Watch the Recorded Webinar
The mature signature-based intrusion detection technology has been the first line of defense in the cyberspace. However, due to the perpetual cat-and-mouse game and asymmetry natures of cybersecurity, high-risk assets susceptible to advanced persistent threats need to be equipped with proactive defense mechanisms, beyond the conventional reactive signature-based scanning. A more sophisticated cyber-defense technique is program anomaly detection, which builds models to represent properties of normal executions of programs and detect behavior deviations during execution. The advantage of anomaly detection techniques is their potential to detect new attacks. However, existing demonstrations are limited to lab environments. Multiple challenges need to be addressed, before such tools can be widely deployed in production systems.
This webinar will highlight recent success in demonstrating substantial improvements in the accuracy under control-flow and data-oriented attacks in Linux, including malicious code reuse, security bypass, and service abuse. One of our technical enablers is the in-depth integration of static program analysis with dynamic learning methods (e.g., HMM) on system-, library-, and function-call traces. The webinar will also describe exciting future research directions on hardware-assisted fast tracing, anomaly-detection as a service, supporting domain experts for inter-disciplinary anomaly discovery, and standardizing evaluation.
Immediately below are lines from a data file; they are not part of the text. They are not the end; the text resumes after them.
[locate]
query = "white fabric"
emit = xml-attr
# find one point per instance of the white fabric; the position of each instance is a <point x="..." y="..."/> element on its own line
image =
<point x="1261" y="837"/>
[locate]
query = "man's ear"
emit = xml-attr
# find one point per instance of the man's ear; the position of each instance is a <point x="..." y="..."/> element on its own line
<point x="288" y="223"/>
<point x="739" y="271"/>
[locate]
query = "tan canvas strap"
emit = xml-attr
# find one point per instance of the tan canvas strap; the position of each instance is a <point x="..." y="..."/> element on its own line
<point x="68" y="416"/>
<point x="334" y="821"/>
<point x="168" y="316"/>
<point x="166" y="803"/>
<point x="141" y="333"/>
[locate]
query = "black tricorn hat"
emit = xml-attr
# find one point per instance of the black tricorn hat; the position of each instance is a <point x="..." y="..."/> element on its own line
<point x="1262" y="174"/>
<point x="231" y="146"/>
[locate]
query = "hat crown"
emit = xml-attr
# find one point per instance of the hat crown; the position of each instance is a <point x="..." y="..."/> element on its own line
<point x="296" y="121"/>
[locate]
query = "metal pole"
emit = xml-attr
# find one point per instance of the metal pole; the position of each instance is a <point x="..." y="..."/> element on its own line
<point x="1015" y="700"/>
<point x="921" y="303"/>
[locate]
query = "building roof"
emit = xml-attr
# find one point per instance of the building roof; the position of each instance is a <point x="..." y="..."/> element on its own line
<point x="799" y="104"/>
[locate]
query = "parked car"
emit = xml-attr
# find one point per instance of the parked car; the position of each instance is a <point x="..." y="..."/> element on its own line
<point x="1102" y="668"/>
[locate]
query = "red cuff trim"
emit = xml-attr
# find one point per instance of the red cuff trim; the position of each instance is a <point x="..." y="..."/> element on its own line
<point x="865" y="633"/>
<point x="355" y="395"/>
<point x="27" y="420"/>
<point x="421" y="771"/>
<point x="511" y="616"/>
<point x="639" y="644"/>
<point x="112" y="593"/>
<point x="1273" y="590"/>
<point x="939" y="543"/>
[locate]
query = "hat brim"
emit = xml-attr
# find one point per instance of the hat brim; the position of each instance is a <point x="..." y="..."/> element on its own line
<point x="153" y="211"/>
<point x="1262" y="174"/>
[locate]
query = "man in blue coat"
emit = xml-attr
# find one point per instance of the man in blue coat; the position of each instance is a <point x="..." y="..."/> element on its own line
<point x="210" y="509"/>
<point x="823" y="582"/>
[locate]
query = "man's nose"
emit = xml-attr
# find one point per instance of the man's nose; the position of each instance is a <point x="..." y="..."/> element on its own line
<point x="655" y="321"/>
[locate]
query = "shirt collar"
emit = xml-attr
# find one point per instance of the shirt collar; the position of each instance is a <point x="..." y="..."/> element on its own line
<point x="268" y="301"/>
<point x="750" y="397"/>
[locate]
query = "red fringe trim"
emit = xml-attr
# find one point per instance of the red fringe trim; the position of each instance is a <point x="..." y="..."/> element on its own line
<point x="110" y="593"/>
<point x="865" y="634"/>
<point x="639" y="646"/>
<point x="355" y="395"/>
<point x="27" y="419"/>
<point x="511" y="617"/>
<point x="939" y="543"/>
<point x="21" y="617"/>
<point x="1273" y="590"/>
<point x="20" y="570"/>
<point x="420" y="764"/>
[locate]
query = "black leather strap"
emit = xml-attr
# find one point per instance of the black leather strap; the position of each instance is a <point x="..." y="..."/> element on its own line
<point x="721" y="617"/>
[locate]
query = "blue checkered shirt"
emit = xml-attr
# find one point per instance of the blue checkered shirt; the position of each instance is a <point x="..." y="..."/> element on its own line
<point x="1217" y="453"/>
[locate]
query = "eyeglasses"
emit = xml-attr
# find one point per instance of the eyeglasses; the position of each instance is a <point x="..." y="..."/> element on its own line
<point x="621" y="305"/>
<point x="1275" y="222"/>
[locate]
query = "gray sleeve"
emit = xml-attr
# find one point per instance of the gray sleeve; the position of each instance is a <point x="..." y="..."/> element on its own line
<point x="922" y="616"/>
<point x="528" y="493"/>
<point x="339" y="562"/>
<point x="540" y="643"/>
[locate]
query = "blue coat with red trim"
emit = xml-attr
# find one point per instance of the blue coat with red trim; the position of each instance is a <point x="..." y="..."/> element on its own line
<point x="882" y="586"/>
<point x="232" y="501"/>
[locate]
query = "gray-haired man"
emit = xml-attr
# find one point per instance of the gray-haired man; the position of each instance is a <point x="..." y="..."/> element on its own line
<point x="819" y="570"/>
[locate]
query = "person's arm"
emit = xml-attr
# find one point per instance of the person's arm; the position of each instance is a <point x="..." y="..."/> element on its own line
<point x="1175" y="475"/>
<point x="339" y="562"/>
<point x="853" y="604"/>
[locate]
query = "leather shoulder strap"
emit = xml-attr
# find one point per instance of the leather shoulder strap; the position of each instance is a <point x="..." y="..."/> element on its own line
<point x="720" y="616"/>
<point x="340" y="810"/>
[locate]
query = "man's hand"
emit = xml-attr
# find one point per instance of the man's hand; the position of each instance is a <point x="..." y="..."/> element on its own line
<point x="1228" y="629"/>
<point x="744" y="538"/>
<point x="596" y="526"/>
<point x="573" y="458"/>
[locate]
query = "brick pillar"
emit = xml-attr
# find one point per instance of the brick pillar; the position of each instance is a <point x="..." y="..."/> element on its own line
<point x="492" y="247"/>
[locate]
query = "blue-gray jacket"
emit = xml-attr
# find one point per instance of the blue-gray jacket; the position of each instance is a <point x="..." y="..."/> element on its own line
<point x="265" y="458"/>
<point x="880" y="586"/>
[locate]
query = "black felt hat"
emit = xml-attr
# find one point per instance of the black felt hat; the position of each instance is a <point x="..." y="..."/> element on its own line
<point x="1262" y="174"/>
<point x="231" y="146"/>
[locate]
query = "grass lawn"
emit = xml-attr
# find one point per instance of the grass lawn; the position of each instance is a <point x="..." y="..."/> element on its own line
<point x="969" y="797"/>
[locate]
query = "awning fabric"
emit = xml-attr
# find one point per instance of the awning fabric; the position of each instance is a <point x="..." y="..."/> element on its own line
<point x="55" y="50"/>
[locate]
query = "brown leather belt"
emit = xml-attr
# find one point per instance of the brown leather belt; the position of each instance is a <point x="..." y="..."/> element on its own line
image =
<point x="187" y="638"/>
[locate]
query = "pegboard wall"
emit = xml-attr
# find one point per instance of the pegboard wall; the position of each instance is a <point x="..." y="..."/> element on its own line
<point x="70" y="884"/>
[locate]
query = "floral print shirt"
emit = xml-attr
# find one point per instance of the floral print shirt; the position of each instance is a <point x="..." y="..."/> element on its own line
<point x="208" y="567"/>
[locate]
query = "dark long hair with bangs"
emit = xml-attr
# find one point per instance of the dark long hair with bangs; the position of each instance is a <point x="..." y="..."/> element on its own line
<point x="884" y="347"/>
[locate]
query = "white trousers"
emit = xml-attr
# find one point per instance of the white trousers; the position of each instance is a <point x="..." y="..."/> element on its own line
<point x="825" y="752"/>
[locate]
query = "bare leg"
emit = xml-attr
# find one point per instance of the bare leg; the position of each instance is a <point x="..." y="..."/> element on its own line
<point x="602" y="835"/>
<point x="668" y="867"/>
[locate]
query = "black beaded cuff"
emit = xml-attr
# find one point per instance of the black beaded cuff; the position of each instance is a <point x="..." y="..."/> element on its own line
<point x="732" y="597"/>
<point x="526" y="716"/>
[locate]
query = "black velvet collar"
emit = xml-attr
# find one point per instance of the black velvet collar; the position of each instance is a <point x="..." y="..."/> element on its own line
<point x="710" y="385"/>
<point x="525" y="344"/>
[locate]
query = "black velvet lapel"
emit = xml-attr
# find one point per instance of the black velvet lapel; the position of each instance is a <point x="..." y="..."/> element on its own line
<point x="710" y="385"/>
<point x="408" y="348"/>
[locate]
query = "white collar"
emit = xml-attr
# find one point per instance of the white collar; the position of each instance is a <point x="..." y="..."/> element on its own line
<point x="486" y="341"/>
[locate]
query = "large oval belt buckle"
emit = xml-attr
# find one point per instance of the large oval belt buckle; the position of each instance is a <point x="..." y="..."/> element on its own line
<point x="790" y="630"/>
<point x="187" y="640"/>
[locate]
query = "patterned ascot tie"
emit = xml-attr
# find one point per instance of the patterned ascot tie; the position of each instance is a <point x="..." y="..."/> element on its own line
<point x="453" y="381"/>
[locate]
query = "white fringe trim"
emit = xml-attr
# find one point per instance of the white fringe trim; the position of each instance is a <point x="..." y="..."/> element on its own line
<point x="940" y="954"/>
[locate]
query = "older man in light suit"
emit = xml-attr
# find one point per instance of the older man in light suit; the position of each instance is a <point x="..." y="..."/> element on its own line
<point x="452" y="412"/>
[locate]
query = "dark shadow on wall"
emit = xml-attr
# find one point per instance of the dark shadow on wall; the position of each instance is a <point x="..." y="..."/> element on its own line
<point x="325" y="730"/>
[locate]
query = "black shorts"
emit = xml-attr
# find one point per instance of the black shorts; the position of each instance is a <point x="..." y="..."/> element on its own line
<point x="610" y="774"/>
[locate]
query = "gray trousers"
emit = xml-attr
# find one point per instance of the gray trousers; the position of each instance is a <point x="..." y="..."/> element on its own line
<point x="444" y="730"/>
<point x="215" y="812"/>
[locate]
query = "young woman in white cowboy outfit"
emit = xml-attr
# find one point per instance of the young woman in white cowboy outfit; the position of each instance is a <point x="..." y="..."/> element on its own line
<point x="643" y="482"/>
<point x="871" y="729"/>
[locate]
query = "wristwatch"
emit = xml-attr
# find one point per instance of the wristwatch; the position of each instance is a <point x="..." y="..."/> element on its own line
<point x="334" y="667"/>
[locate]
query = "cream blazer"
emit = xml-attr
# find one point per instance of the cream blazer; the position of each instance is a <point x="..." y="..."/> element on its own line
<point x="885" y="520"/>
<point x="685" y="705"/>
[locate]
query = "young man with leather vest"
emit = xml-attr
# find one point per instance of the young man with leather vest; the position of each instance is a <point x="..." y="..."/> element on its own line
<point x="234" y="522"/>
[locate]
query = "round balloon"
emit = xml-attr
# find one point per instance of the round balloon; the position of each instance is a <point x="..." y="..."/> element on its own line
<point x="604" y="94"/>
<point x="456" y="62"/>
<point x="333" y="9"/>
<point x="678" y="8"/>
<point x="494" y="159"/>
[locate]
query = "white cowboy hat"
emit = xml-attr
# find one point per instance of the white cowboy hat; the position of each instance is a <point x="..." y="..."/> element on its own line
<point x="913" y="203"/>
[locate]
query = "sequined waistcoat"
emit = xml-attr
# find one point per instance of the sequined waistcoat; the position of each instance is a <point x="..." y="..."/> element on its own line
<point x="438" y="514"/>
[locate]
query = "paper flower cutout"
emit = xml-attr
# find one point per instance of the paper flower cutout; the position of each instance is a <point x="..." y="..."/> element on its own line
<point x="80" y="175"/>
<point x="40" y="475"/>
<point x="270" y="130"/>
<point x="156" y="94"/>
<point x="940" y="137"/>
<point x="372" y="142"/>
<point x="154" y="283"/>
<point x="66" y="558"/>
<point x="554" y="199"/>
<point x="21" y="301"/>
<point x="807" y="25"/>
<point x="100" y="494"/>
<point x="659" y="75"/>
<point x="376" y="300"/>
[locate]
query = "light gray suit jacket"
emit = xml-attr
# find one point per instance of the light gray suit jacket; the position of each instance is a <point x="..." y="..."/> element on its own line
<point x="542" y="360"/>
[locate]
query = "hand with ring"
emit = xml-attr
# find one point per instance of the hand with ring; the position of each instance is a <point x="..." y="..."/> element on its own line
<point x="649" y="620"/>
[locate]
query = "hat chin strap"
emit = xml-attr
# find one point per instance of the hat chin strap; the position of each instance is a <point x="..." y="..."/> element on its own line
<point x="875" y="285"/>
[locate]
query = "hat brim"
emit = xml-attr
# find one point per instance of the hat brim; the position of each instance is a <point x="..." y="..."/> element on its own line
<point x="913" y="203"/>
Daphne Yao is an associate professor of computer science at Virginia Tech. In the past decade, she has been working on designing and developing data-driven anomaly detection techniques for securing networked systems against stealthy exploits and attacks. Her expertise also includes mobile security. Dr. Yao received her Ph.D. in Computer Science from Brown University. Dr. Yao is an Elizabeth and James E. Turner Jr. '56 Faculty Fellow and L-3 Faculty Fellow. She received the NSF CAREER Award in 2010 for her work on human-behavior driven malware detection and the ARO Young Investigator Award for her semantic reasoning for mission-oriented security work in 2014. She has several Best Paper Awards (e.g., ICNP '12, CollaborateCom '09, and ICICS '06) and Best Poster Awards (e.g., ACM CODASPY '15). She was given the Award for Technological Innovation from Brown University in 2006. She held multiple U.S. patents for her anomaly detection technologies. Dr. Yao is an associate editor of IEEE Transactions on Dependable and Secure Computing (TDSC). She serves as PC members in numerous computer security conferences, including ACM CCS. She has over 75 peer-reviewed publications in major security and privacy conferences and journals. Daphne is an active member of the security research community. She is currently running for Secretary/Treasurer at ACM Special Interest Group on Security, Audit and Control (SIGSAC) in the 2017 election.